Cain Velasquez: Dave Mandel | Sherdog.com
The Last Word on the Past Seven Days in Mixed Martial Arts
The Weekly Wrap walks readers through the last seven days in MMA, recapping and putting into context the week's top story, important news and notable quotes.
In the definition of a star-making performance, Cain Velasquez put down the UFC's top draw on Oct. 23 to become the organization's heavyweight champion on one of the biggest pay-per-views in company history. The undefeated Velasquez stepped out of the cage and into the media spotlight, capitalizing on a marketing plan built around his heritage and bolstered by the unprecedented media coverage of his fight against Brock Lesnar in Anaheim, Calif.
With the performance, the 28-year-old Velasquez proved the considerable hype around him was well-founded. Trumpeted from day one by American Kickboxing Academy guru Dave Camarillo as the best fighter to ever come through the storied camp, Velasquez went from unknown just two years ago to sparking what many said was the loudest crowd explosion in UFC history as he polished off a bloody Lesnar with punches 4:12 into the fight. Velasquez showed elation but kept his cool. Camarillo, Velasquez’s trainer, was brought to tears in the post-fight celebration.
Lesnar came out wild, throwing a flying knee at the opening bell and pressing the action. In a replay of a scene from his fight against Shane Carwin in July, the Minnesotan tripped and stumbled after he was caught with stinging punches. Velasquez did not relent, tagging Lesnar with a knee and straight punches until the referee intervened. Despite having lesser collegiate wrestling credentials and a 30-pound weight disadvantage, Velasquez rebuffed Lesnar’s takedowns.
While its top draw may have lost in emphatic fashion, the UFC, perhaps anticipating the possibility of a Velasquez win, launched a marketing campaign based on Velasquez’s Mexican heritage. The company has long sought to capitalize on Spanish-speaking fight fans that today make up boxing’s foundation. Framed as the first Mexican heavyweight champion in combat sports history, Velasquez suddenly had a money-making identity despite lacking Lesnar’s over-the-top charisma.
The fight was said to garner more interest among Mexican-Americans than any MMA fight to date. Velasquez, who grew up seven miles from the Mexican border and visited the country routinely as a boy, was greeted all over California by Mexican flag-waving fans. He hit the talk show circuit after the win, appearing on the George Lopez show to a great reception. Host and fighter shared a celebratory peanut butter and jelly sandwich to counteract Lesnar’s promise to eat a burrito after he won.

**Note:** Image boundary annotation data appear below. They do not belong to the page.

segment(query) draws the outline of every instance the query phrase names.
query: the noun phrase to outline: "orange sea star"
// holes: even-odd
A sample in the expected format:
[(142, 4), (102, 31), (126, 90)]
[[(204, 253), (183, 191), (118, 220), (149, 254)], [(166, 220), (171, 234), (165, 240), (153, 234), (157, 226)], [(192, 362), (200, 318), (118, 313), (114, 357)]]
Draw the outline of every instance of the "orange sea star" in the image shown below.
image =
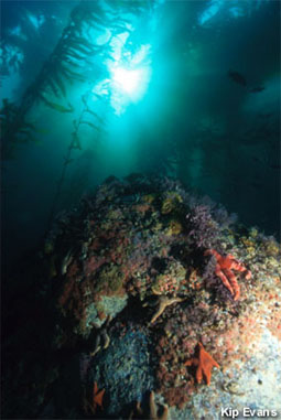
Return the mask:
[(104, 398), (105, 389), (98, 390), (97, 383), (94, 383), (93, 390), (93, 411), (96, 412), (97, 406), (99, 406), (102, 410), (102, 398)]
[(234, 300), (237, 301), (240, 297), (240, 288), (235, 274), (233, 273), (233, 270), (242, 272), (246, 271), (247, 280), (251, 278), (251, 272), (247, 270), (244, 263), (237, 261), (230, 254), (228, 254), (226, 257), (223, 257), (215, 249), (207, 249), (205, 255), (212, 255), (216, 258), (217, 263), (215, 267), (215, 273), (220, 278), (225, 287), (233, 294)]
[(193, 357), (191, 360), (185, 362), (184, 366), (197, 366), (196, 380), (201, 384), (203, 375), (206, 379), (207, 385), (210, 384), (212, 369), (213, 367), (219, 368), (219, 365), (214, 360), (214, 358), (205, 351), (202, 343), (198, 343), (199, 354), (198, 357)]

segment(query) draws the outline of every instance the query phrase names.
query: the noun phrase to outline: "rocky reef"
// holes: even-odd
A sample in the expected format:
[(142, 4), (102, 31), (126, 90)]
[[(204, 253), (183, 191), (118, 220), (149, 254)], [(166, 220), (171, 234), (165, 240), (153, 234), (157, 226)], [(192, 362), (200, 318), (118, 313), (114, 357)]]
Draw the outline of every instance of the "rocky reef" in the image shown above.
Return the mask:
[(180, 183), (109, 177), (57, 216), (30, 277), (44, 340), (33, 365), (30, 349), (7, 368), (7, 417), (128, 419), (137, 401), (153, 419), (281, 409), (280, 246)]

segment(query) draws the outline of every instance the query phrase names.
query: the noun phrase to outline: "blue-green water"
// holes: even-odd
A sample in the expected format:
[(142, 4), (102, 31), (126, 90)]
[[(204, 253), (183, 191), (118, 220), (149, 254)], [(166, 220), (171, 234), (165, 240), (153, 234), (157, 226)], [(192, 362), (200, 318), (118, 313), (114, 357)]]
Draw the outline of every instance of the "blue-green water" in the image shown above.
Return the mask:
[(179, 179), (279, 236), (279, 9), (2, 1), (4, 263), (131, 172)]

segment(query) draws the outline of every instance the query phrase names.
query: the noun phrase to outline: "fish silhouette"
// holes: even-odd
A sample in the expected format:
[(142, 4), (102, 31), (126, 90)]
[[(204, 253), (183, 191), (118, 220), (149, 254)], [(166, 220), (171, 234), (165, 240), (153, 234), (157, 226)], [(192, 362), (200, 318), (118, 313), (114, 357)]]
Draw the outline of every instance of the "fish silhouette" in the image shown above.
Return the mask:
[(247, 86), (247, 80), (246, 78), (244, 77), (244, 75), (241, 73), (238, 73), (238, 72), (234, 72), (234, 71), (229, 71), (227, 73), (228, 77), (231, 78), (231, 80), (234, 80), (235, 83), (237, 83), (238, 85), (241, 85), (241, 86)]

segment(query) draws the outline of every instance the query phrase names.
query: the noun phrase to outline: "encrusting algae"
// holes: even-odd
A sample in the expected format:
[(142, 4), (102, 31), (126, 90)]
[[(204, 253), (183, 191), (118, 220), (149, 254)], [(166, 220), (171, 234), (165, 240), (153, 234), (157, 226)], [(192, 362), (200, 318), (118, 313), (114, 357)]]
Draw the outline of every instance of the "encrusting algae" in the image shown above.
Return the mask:
[[(63, 237), (51, 233), (53, 250), (44, 258), (72, 256), (64, 273), (52, 278), (60, 314), (55, 343), (88, 343), (87, 384), (96, 384), (91, 412), (101, 410), (97, 384), (106, 389), (105, 416), (128, 418), (125, 407), (152, 389), (169, 412), (187, 410), (205, 385), (214, 396), (231, 388), (218, 387), (219, 380), (229, 383), (258, 355), (255, 343), (264, 332), (281, 340), (278, 244), (246, 229), (249, 239), (240, 240), (233, 225), (229, 236), (226, 223), (219, 227), (221, 212), (216, 218), (214, 208), (210, 214), (170, 184), (142, 175), (111, 177), (83, 202)], [(248, 240), (255, 254), (247, 252)], [(68, 243), (69, 249), (61, 245)], [(148, 345), (149, 358), (139, 343)], [(158, 419), (153, 407), (150, 416)]]

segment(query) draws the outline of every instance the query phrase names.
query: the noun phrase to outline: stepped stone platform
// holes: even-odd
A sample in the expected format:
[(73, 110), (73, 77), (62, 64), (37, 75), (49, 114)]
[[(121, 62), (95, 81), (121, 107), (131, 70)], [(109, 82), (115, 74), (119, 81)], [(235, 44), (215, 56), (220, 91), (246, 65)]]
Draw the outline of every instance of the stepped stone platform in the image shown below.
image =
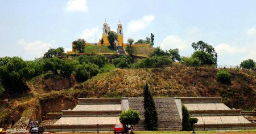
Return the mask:
[[(154, 98), (158, 116), (159, 131), (182, 129), (183, 103), (191, 116), (199, 119), (196, 130), (256, 129), (241, 114), (224, 105), (222, 97)], [(46, 132), (112, 131), (120, 123), (122, 111), (139, 111), (141, 120), (134, 126), (135, 131), (144, 130), (143, 98), (79, 98), (78, 105), (71, 110), (63, 110), (61, 118), (53, 124), (46, 125)]]
[[(196, 130), (256, 128), (256, 124), (241, 115), (241, 110), (230, 109), (222, 97), (181, 97), (192, 117), (198, 119)], [(247, 127), (246, 127), (247, 126)]]
[[(181, 119), (173, 98), (154, 98), (158, 116), (159, 131), (179, 131), (182, 129)], [(143, 130), (144, 108), (143, 98), (129, 98), (130, 109), (138, 110), (141, 120), (134, 126), (135, 130)], [(132, 105), (131, 105), (132, 104)]]

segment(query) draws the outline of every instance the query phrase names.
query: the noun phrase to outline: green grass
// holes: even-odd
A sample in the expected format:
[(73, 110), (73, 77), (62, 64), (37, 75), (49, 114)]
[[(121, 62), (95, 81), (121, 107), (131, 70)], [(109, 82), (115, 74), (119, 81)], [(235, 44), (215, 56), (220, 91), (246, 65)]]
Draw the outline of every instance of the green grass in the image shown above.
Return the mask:
[(133, 54), (141, 55), (147, 57), (154, 52), (155, 50), (152, 47), (148, 47), (144, 46), (133, 46)]
[(111, 53), (117, 54), (115, 47), (112, 48), (110, 46), (89, 45), (85, 46), (84, 49), (85, 54), (92, 53)]

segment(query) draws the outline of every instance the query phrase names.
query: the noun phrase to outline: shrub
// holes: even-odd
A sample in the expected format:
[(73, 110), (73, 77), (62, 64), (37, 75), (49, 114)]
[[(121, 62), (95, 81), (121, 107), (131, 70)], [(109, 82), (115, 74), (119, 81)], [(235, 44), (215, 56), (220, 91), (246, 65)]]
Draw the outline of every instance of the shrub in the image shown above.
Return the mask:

Velasquez was also featured on TMZ and on the Los Angeles morning radio show of Eddie “Piolin” Sotelo, the highest-rated Spanish DJ in the United States.
UFC 121, which also aired in movie theaters nationwide, looks to have topped one million buys on pay-per-view, though it’s not clear if it edges UFC 116 as the second most-bought show in UFC history, The Wrestling Observer reported. The “Primetime” series building the fight on Spike TV drew the highest average rating of the four fights to receive such build, and search terms related to the event dominated Google and Twitter trending topics on fight night. Search activity lingered all the way into Sunday afternoon, an unprecedented interest level.
Velasquez’s drawing ability will be put to the test immediately, as his first defense against Junior dos Santos, likely in the spring, pits him against a winning and powerful heavyweight with little box office appeal. Lesnar’s turnaround time is unclear, though it was widely reported the UFC wants to match him with Frank Mir next. Though a post-fight, cageside face-off with former pro wrestling nemesis Mark “The Undertaker” Callaway sparked buzz, White said Lesnar could not do pro wrestling while under UFC contract. The Wrestling Observer reported that World Wrestling Entertainment, Lesnar’s former employer, offered him a match against Undertaker at the Wrestlemania pay-per-view in the spring.
• Jake Shields cooled expectations in his UFC debut, slightly edging Martin Kampmann for a split decision win. Shields, who cut 20 pounds for the fight (his first in two years at 170 pounds), did not threaten a game Kampmann on the floor. Dana White did not go back on a pledge to grant Shields a title shot if he won, but Shields voiced uncertainty in an interview with the Sherdog Radio Network.
• Diego Sanchez looked healthier at welterweight, taking rounds two and three from Paulo Thiago in a “Fight of the Night” performance. After talk that he would cut back down to 155 after the fight, it appeared Sanchez would continue at welterweight.
• Dana White was non-committal on the Octagon future of Tito Ortiz after his unanimous decision loss to Matt Hamill. Ortiz has lost four straight and hasn’t won a fight in four years. A movie on Hamill’s life is set to premiere Nov. 7.
• Promotion mainstays Patrick Cote and Gabriel Gonzaga were cut from the UFC after their respective decision losses to Tom Lawlor and Brendan Schaub.